Divisor on an arithmetic surface and “base change”

Fix a number field $K$ with ring of integers $O_K$; moreover $\sigma:K\to \mathbb C$ is an embedding of fields. Let $X\to\operatorname{Spec} O_K$ be an arithmetic surface ($X$ is regular and projective amd geometrically irreducible) and let $D=\sum_Yv_Y(D)Y$ be a divisor in $X$.

I was wondering what is the object usually indicated in the literature with the symbol with $D_\sigma$ (see for example Moriwaki's book about Arakelov geometry at page 101, line -6).
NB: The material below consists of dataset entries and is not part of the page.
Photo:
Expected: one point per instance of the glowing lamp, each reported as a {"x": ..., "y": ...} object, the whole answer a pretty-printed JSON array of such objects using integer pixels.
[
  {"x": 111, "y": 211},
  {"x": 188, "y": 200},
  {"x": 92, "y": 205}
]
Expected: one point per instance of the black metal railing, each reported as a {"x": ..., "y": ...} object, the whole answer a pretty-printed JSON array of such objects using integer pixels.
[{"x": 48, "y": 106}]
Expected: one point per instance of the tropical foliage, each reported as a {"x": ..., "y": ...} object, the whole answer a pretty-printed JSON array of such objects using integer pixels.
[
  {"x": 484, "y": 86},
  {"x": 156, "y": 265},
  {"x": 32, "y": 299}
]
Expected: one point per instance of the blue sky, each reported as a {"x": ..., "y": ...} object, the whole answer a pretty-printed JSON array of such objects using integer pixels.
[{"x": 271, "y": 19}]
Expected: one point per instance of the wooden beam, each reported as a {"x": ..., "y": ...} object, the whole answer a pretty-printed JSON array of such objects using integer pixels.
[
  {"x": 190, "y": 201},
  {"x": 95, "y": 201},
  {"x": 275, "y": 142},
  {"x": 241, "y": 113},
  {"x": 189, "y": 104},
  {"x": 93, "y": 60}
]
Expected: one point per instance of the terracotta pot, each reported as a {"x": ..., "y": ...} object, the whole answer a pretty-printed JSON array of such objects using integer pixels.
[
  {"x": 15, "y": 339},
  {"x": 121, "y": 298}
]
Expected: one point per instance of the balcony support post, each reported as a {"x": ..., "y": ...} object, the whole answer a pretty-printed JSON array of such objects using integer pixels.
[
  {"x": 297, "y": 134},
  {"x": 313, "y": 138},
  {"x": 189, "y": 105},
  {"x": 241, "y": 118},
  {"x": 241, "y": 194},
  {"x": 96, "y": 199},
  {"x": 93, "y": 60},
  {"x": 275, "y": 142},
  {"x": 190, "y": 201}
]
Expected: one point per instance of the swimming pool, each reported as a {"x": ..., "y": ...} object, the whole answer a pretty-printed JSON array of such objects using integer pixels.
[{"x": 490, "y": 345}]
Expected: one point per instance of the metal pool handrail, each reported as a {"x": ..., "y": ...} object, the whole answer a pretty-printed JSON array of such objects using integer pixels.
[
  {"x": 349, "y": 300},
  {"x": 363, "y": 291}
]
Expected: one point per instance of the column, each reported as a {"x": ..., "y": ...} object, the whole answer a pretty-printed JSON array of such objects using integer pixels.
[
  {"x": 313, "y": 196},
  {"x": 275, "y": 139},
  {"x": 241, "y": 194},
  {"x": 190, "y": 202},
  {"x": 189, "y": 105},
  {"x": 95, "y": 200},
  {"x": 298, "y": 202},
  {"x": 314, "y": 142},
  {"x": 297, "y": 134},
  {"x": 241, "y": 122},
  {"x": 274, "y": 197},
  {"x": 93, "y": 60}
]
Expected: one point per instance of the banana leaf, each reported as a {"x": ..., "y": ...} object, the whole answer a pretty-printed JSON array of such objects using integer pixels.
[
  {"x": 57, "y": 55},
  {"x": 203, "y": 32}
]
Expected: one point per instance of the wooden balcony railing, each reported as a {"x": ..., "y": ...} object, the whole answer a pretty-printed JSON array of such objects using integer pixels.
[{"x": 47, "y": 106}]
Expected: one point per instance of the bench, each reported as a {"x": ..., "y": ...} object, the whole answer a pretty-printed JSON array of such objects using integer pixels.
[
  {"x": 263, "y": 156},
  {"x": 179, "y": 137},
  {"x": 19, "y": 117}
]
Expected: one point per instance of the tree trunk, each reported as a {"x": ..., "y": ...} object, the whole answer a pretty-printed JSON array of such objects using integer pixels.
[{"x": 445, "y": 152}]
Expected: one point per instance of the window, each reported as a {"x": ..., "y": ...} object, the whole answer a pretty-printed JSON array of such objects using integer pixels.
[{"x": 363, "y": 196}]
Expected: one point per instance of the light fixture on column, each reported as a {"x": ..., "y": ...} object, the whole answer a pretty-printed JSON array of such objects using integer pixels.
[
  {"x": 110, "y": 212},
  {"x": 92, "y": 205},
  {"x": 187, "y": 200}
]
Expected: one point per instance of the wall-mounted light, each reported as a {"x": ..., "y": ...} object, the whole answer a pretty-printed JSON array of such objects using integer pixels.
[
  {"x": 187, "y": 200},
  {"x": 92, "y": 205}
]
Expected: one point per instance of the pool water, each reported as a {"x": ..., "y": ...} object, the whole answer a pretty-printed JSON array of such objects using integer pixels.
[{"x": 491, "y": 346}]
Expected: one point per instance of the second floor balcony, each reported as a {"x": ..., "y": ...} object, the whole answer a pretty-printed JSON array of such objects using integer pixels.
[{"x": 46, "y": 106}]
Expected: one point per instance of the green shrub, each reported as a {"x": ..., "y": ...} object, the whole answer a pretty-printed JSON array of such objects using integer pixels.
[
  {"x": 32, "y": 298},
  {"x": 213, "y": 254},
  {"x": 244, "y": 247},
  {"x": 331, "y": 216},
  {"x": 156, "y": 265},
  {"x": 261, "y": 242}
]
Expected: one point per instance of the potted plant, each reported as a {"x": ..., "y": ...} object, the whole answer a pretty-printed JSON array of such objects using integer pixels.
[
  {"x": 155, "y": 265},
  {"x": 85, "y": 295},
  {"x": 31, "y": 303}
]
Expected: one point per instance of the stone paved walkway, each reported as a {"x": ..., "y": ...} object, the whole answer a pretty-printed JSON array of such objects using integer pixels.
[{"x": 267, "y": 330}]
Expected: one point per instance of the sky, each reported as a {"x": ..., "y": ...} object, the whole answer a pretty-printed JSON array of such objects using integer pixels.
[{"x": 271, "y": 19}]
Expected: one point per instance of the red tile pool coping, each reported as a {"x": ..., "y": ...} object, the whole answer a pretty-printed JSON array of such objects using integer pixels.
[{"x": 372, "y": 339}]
Here my guess: Usually $X_\sigma$ is the Riemann surface defined as the base change $X\times_{\operatorname{Spec} O_K}^\sigma \operatorname{Spec} \mathbb C$ through the morpshism $\operatorname{Spec}(\sigma):\operatorname{Spec} \mathbb C\to\operatorname{Spec} O_K$.The pullback of $D$ through the projection $p: X_\sigma\to X$ is a well defined divisor, since $p$ is flat. Therefore we put $D_\sigma:=p^\ast D$.

Is this argument correct?

We have the following two point of views of divisors on a nonsingular variety $X$.
2. Cartier divisor: an element of $H^0(X, \text{Rat}(X)^\times/\mathcal{O}_X^\times)$, that is, data $\{(U_i, f_i)\}_{i = 1, \ldots, n}$ with the following properties.
• $\bigcup U_i = X$ and $f_i$ is a rational function on $U_i$.
• There is a unit function $u_{ij}$ on $U_i \cap U_j$ such that $f_i = u_{ij} f_j$ on $U_i \cap U_j$.
The two point of views are equivalent. The second point of view is better for understanding your question. $D_{\sigma}$ is just the pullback of $D$ by the morphism $X_{\sigma} \to X$.